For as much as I enjoyed Tierney’s journey, I did struggle with some other aspects of the book.  So much of the story is focused on first Ian and Tierney, and then Tierney’s total breakdown, that there isn’t much time for Dalton. I feel like he is only a relatively minor secondary character for most of the first half of the book, and though we do get some small background tidbits, I don’t feel like I really knew him for a long time.  As he and Tierney begin developing a relationship, Dalton becomes more of a major player in the story, and I found him a really interesting guy, but it takes a while to get there.

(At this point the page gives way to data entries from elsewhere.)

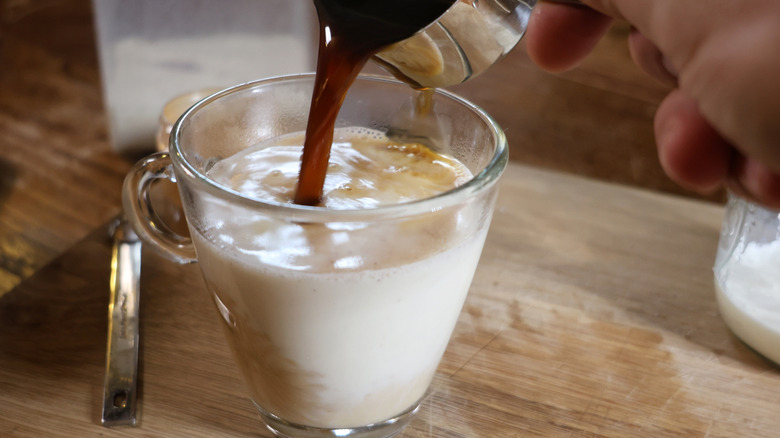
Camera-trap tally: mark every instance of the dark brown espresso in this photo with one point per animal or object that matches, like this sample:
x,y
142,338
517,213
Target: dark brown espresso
x,y
351,31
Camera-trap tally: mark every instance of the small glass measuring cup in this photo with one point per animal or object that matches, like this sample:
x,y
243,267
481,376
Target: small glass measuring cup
x,y
464,42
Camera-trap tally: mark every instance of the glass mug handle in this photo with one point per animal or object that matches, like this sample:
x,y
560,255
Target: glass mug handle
x,y
140,211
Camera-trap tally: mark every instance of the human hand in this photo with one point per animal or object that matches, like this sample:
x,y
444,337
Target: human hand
x,y
721,122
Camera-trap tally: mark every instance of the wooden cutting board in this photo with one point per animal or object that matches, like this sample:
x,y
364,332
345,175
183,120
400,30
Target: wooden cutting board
x,y
592,314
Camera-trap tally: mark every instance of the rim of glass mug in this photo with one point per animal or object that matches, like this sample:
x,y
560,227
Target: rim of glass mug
x,y
481,181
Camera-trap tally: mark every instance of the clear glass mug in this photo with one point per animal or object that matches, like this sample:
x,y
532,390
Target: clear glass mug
x,y
337,319
747,275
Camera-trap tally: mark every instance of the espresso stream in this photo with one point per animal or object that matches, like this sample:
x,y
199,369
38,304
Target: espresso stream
x,y
351,31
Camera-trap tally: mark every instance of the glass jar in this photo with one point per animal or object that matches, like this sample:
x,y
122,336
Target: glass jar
x,y
747,275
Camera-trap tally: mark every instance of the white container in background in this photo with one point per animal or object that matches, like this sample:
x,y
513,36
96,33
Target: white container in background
x,y
747,275
153,50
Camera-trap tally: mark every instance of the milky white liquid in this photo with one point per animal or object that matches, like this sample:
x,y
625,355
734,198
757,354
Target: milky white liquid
x,y
339,325
749,297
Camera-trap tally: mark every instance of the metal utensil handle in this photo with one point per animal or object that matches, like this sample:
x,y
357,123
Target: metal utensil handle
x,y
119,389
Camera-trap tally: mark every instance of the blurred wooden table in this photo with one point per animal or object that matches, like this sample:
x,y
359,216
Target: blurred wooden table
x,y
593,314
59,178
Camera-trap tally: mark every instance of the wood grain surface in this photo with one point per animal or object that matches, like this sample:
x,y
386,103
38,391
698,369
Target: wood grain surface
x,y
592,314
59,178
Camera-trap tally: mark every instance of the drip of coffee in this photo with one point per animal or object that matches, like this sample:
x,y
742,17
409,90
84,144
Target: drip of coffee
x,y
351,32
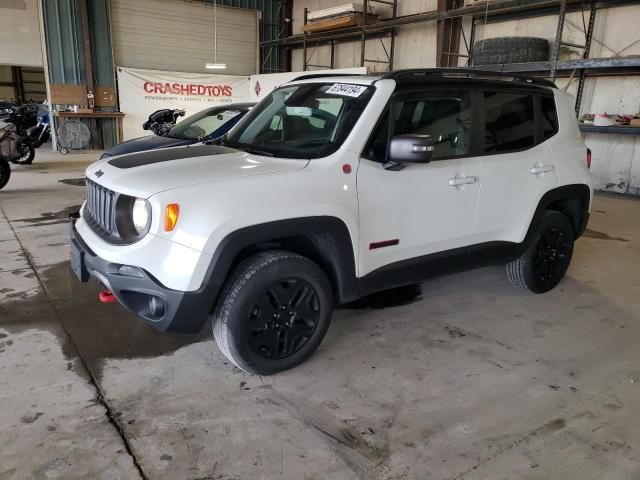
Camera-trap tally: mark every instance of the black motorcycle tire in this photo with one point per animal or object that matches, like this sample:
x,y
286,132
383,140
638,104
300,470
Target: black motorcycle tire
x,y
5,173
27,158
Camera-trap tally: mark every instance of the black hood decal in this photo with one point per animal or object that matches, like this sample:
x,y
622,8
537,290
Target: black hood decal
x,y
166,155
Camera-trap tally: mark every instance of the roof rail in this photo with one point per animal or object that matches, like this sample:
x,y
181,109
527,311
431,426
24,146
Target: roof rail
x,y
444,72
320,75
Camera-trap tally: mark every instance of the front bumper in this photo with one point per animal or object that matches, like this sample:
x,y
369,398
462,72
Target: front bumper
x,y
164,308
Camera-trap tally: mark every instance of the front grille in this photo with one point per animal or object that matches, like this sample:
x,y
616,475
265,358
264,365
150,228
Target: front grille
x,y
100,210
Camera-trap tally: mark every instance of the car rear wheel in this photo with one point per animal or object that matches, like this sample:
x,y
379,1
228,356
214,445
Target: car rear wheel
x,y
273,313
541,267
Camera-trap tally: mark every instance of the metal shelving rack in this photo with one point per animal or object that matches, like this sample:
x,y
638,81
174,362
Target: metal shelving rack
x,y
363,37
484,11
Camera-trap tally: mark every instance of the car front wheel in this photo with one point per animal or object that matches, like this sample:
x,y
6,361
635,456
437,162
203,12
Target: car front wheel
x,y
273,312
541,267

I also feel like this book just went on too long for me. It is almost 450 pages, almost half of which is devoted to Tierney’s decline. I think this could have been cut way back and still conveyed his problems and the urgency of the situation.  It would have helped a lot in bringing Dalton more prominently into the story earlier and making their relationship more of a focus.  Once Tierney gets back from rehab, again I think the story could have been tighter.  There is a lot of time with the guys dancing around each other as they try to figure out if they are friends, or dating, or what direction their relationship should go.  Dalton is questioning whether he really wants Tierney or is just attracted to his type (and it takes a long time before this is really satisfactorily resolved).  It was just an awful lot of story here and I think it slowed this book down for me a lot.

FWIW, this book definitely is on the heavier end and deals with much more serious issues than the first book in the series, Too Stupid to Live, or many of Tenino’s other books. I was kind of surprised at the tone shift within the series, but overall I didn’t mind it. I just mention it because if you are looking for Tenino’s trademark humor, this book doesn’t really go in that direction.

Speaking of the series, I will mention two more things. First off, this book overlaps the timeline of Too Stupid to Live as far as I can tell and features Sam and Ian from that book as fairly significant secondary characters.  I didn’t remember details on the plot of the first book, but I definitely remembered the characters and I think that helped a lot.  You could probably jump into this book but I think you are better served reading both.  Also, as with the first story, this series has a nod to the world of romance and typical romance tropes.  Sam even discusses with Dalton how things would play out were this a romance novel. It is sort of a fun, clever wink at the genre and incorporated nicely here.

So overall I enjoyed this book primarily for Tierney’s journey.  I think it is handled really well and I found him just the right amount of frustrating and sympathetic.  I liked Dalton as well, I just wished we had more of him and their relationship.  The story was just too long for me and I feel like things got a little lost at times.  But still a nice story and I continue to be a big fan of Tenino’s writing.